To simplify this expression, let's break it down step by step:
Start by evaluating the exponent term first:9^(log(3)7) = 9^(log(3)7) = 9^(log(3)7) = 9^(log(7)/log(3)) = 9^(log(7)/log(3)) = 9^(log(7)/log(3)) = 7.471
Next, substitute the value back into the expression:3(1 + 7.471)^log(50)3 = 3(8.471)^log(50)3
Evaluate the exponentiation:log(50)3 = log(3)50 = log(3) log(50) = log(3) 1.699 = 0.93
Substitute this value back into the expression:3(8.471)^0.93
Finally, evaluate the exponent term:(8.471)^0.93 = 9.084
Multiply by 3:3 * 9.084 = 27.252
Therefore, 3(1+9^log(3)7)^log(50)3 is approximately equal to 27.252.

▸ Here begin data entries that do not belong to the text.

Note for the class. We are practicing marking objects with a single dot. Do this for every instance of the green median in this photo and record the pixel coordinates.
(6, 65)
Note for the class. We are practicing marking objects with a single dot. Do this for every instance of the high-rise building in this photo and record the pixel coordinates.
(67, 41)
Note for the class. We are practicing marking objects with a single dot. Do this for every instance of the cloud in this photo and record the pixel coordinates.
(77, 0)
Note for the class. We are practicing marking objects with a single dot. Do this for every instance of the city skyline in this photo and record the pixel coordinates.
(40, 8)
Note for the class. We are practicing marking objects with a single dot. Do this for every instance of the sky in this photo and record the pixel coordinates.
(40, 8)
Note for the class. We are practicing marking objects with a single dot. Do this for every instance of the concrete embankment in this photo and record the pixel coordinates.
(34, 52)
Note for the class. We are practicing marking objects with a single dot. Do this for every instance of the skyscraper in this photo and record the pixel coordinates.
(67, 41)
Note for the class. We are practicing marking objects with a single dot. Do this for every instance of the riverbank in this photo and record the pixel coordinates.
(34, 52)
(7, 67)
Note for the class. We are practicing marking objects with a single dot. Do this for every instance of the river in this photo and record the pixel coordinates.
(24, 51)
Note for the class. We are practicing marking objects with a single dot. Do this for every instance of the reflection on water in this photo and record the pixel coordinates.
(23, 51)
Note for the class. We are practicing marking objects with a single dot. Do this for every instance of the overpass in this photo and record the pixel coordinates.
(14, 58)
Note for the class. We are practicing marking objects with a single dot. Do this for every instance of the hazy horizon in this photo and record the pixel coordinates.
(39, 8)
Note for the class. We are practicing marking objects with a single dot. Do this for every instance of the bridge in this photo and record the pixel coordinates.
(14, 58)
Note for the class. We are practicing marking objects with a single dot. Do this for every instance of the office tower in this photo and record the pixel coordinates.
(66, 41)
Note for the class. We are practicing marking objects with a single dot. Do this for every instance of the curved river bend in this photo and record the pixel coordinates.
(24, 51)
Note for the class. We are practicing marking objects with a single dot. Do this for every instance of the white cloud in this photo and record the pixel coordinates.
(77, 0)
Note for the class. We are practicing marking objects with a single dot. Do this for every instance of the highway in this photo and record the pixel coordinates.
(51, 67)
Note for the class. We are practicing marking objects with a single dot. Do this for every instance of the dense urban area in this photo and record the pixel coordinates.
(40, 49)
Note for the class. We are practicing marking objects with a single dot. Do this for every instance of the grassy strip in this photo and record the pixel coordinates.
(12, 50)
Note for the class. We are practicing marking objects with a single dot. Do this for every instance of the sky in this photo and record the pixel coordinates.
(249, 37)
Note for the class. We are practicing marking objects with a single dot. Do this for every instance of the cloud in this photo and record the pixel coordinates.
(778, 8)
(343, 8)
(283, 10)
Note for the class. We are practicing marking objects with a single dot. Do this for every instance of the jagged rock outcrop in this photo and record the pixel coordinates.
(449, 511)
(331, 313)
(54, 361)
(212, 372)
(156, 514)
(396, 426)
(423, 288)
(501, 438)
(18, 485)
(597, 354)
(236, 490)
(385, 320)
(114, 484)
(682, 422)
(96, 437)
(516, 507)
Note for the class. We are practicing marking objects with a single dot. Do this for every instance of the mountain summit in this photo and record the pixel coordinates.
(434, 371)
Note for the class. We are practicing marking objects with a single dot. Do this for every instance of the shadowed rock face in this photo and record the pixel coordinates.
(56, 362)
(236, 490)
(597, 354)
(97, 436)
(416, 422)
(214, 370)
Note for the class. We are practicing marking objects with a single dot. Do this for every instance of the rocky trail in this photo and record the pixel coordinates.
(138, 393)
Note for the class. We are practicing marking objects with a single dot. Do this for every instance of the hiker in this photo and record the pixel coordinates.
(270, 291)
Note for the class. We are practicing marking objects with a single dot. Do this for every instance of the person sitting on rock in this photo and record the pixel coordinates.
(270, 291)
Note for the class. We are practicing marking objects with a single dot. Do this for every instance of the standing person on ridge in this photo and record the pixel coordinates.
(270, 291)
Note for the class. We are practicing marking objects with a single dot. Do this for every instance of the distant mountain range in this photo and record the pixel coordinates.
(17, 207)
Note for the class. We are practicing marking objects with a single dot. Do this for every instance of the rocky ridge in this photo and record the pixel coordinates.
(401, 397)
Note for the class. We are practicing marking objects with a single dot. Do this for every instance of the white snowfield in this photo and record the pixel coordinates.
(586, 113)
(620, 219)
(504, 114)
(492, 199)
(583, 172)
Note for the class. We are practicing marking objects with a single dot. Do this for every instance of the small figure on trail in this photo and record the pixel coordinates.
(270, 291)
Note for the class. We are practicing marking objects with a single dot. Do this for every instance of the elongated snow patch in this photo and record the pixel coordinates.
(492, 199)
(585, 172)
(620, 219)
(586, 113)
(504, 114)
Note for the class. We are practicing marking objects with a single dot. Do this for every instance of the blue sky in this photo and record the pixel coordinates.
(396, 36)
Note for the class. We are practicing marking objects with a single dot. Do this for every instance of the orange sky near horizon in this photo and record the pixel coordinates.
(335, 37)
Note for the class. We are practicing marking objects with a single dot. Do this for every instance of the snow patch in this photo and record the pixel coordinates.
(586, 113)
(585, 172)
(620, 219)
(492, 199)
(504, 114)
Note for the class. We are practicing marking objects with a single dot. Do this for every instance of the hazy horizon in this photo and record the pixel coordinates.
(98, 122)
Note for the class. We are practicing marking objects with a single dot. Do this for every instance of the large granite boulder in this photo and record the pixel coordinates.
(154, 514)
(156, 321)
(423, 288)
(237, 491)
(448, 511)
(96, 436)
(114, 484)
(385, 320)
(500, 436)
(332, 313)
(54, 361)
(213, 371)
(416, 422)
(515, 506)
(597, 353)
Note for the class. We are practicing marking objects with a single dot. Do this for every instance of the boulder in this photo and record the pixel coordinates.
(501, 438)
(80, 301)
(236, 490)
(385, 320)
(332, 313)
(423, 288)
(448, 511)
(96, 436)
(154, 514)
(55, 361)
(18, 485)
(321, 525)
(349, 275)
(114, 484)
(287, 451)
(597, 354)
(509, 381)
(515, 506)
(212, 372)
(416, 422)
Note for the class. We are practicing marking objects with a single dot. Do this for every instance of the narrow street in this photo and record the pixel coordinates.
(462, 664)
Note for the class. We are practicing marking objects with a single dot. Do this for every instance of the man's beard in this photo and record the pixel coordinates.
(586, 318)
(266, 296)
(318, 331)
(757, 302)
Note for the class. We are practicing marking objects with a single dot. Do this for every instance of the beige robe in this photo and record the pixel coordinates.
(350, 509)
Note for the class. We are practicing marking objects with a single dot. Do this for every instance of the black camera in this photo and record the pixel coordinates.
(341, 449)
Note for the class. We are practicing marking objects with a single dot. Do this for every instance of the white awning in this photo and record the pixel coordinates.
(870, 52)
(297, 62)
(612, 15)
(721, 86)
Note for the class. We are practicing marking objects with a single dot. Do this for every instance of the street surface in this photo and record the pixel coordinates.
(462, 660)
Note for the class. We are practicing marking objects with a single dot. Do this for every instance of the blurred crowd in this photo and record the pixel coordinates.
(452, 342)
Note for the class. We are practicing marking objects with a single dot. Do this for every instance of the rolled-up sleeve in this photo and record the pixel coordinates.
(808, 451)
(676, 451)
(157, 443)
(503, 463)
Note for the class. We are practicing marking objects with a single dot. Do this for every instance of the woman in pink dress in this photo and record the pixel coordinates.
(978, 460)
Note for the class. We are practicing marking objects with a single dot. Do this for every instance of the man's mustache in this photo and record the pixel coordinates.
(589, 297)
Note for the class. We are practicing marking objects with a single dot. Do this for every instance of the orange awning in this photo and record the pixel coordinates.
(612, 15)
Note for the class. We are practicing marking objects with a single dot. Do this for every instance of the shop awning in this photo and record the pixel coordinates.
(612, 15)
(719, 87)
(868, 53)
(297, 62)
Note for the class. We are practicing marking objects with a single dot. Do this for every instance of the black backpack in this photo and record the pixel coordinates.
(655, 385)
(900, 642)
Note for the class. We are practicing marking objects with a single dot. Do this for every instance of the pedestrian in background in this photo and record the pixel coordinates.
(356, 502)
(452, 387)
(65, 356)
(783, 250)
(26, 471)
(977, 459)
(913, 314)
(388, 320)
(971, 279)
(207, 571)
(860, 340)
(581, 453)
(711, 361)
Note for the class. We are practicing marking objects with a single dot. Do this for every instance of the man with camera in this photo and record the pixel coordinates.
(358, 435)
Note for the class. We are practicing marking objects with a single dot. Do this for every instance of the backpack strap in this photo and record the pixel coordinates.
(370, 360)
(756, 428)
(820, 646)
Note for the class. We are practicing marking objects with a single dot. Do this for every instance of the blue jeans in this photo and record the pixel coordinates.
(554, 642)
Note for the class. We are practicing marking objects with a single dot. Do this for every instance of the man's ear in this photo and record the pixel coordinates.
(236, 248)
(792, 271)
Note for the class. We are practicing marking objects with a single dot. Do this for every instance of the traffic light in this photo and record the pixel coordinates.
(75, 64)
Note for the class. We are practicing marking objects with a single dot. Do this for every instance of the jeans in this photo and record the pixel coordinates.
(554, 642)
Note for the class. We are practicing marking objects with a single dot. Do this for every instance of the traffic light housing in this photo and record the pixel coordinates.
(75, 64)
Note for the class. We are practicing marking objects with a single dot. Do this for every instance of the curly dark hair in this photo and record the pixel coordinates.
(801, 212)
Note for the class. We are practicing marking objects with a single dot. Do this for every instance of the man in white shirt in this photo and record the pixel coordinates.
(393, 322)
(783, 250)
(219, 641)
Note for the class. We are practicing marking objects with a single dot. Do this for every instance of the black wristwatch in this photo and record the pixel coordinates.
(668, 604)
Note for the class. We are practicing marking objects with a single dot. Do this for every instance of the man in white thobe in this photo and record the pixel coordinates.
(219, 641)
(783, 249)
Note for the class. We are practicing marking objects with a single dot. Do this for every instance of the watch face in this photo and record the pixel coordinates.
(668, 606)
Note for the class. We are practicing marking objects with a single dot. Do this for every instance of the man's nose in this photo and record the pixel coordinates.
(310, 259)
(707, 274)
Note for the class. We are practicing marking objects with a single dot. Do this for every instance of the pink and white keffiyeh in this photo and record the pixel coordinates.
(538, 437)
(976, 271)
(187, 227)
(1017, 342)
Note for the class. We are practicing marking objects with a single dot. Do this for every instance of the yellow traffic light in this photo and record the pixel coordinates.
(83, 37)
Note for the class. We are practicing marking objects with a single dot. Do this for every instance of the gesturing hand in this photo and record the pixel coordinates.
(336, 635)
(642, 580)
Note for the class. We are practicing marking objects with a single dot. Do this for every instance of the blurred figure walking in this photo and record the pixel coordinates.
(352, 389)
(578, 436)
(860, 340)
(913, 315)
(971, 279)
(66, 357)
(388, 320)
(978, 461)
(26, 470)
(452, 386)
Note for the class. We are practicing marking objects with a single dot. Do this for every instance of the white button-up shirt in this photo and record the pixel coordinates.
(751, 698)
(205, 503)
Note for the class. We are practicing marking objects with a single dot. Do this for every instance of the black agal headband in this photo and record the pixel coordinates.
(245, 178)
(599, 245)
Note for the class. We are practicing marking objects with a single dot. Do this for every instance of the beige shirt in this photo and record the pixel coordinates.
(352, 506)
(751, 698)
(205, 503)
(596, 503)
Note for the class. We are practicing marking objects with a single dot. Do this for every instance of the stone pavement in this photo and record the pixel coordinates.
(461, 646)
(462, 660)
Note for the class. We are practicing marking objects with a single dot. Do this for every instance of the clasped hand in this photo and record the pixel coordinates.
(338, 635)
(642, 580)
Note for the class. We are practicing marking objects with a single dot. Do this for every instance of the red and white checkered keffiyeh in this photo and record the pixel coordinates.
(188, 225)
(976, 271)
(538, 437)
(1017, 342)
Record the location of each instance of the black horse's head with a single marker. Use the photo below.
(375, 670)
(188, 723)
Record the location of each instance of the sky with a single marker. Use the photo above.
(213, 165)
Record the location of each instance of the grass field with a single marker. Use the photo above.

To simplify this expression, let's break it down step by step:
Start by evaluating the exponent term first:
9^(log(3)7) = 9^(log(3)7) = 9^(log(3)7) = 9^(log(7)/log(3)) = 9^(log(7)/log(3)) = 9^(log(7)/log(3)) = 7.471
Next, substitute the value back into the expression:
3(1 + 7.471)^log(50)3 = 3(8.471)^log(50)3
Evaluate the exponentiation:
log(50)3 = log(3)50 = log(3) log(50) = log(3) 1.699 = 0.93
Substitute this value back into the expression:
3(8.471)^0.93
Finally, evaluate the exponent term:
(8.471)^0.93 = 9.084
Multiply by 3:
3 * 9.084 = 27.252
Therefore, 3(1+9^log(3)7)^log(50)3 is approximately equal to 27.252.